Anne de Lenclos (1616-1705), a delicately attractive French courtesan, struck an early blow for women's liberation. She was brought up by a loving father who was a struggling musician and part-time pimp. He taught her to play the harpsichord, to dance gracefully by the age of 12, to think for herself, and to quote from the essays of Montaigne. Above all, he taught her to understand the hedonistic instincts of men . . . and women.

Ninon, as she was known, developed a scathing wit and a shrewd business sense. When her parents died before she was 20, she invested a small inheritance wisely enough to give her an income for life. And soon she was besieged by a wealthy, often aristocratic clientele willing to pay her well for her sexual favors. But she was no prostitute, selecting her lovers because of their ability to return her warmth in kind. "One needs a hundred times more esprit in order to love properly than to command armies," she said, often adding, "Love without grace is like a hook without bait." She had no reluctance in enforcing her sensitive views on love. When the Comte de Choiseul was lackadaisical in bed, she dismissed him with a line from Corneille: "Oh Heaven, what a lot of virtues you make me hate!"

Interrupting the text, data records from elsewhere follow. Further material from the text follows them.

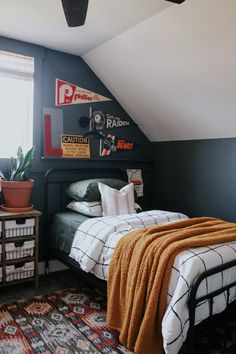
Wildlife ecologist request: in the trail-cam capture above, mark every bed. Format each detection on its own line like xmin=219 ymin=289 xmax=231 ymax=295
xmin=45 ymin=169 xmax=236 ymax=354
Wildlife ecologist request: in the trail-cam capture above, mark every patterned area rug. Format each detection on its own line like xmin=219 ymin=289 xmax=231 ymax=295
xmin=0 ymin=289 xmax=131 ymax=354
xmin=0 ymin=288 xmax=236 ymax=354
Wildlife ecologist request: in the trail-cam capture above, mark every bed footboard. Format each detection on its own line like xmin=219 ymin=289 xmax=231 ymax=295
xmin=187 ymin=259 xmax=236 ymax=354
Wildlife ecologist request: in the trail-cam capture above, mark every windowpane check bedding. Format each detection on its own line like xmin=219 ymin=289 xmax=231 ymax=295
xmin=70 ymin=210 xmax=236 ymax=354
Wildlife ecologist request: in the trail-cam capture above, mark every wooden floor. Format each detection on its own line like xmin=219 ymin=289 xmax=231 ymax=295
xmin=0 ymin=269 xmax=86 ymax=304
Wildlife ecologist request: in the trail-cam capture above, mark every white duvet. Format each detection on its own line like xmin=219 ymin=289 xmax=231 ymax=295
xmin=70 ymin=210 xmax=236 ymax=354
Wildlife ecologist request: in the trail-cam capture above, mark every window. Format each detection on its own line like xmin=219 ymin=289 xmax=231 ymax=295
xmin=0 ymin=51 xmax=34 ymax=158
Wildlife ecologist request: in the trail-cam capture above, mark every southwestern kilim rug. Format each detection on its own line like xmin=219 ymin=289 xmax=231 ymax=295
xmin=0 ymin=288 xmax=236 ymax=354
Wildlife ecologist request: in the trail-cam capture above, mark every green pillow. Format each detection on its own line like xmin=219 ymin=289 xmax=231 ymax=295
xmin=65 ymin=178 xmax=128 ymax=202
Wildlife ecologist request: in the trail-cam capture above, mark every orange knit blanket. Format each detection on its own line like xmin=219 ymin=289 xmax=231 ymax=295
xmin=107 ymin=218 xmax=236 ymax=354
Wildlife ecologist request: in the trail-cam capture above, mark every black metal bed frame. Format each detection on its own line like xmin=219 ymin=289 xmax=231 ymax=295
xmin=187 ymin=259 xmax=236 ymax=354
xmin=44 ymin=168 xmax=126 ymax=278
xmin=44 ymin=168 xmax=236 ymax=354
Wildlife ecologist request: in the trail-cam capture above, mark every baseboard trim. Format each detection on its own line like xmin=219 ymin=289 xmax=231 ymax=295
xmin=38 ymin=260 xmax=68 ymax=275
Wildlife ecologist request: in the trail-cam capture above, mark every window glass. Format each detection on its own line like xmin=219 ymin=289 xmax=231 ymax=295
xmin=0 ymin=51 xmax=34 ymax=158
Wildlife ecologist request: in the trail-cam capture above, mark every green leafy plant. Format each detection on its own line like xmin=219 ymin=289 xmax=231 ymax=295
xmin=0 ymin=146 xmax=35 ymax=181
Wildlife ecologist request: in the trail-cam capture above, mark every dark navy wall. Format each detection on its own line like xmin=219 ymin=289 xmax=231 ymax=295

An abbe and a marechal fell so strongly under her spell that each claimed the honor of having impregnated her, deciding the issue by a throw of the dice. The military man won and proudly raised their son. Even Cardinal Richelieu lusted for her body, though she preferred his mind. Ninon prevailed upon her friend and rival, Marion Delorme, to satisfy the famous cardinal, but not before he agreed to pay 50,000 crowns.

Ninon's "business" flourished. She divided her lovers into 3 classes, "the payers, the martyrs, and the favored." The philosopher, Saint-Evremond, was a favorite, and so was the Marquis de Sevigne, who inspired the following rhapsody on love from her:

Love! I feel thy divine fury! My trouble, my transports, everything announces thy presence. Today a new sun rises for me; everything lives, everything is animated, everything seems to speak to me of my passion, everything invites me to cherish it... Since I loved you, my friends are dearer to me; I love myself more; the sounds of my theorbo and of my lute seem to me more moving, my voice more harmonious. If I want to perform a piece, passion and enthusiasm seize me; the disturbance they cause interrupts me every minute. Then a profound revery, full of delight, succeeds my transports. You are present to my eyes; I see you, I speak to you, I tell you that I love you. . . I congratulate myself and I repent; I wish for you, and wish to fly from you; I write to you and tear up my letters. I reread yours; they seem to me now gallant, now tender, rarely passionate and always too short. I consult my mirrors, I question my women about my charms. In brief, I love you; I am mad; and I do not know what I shall become, if you do not keep your word with me this evening.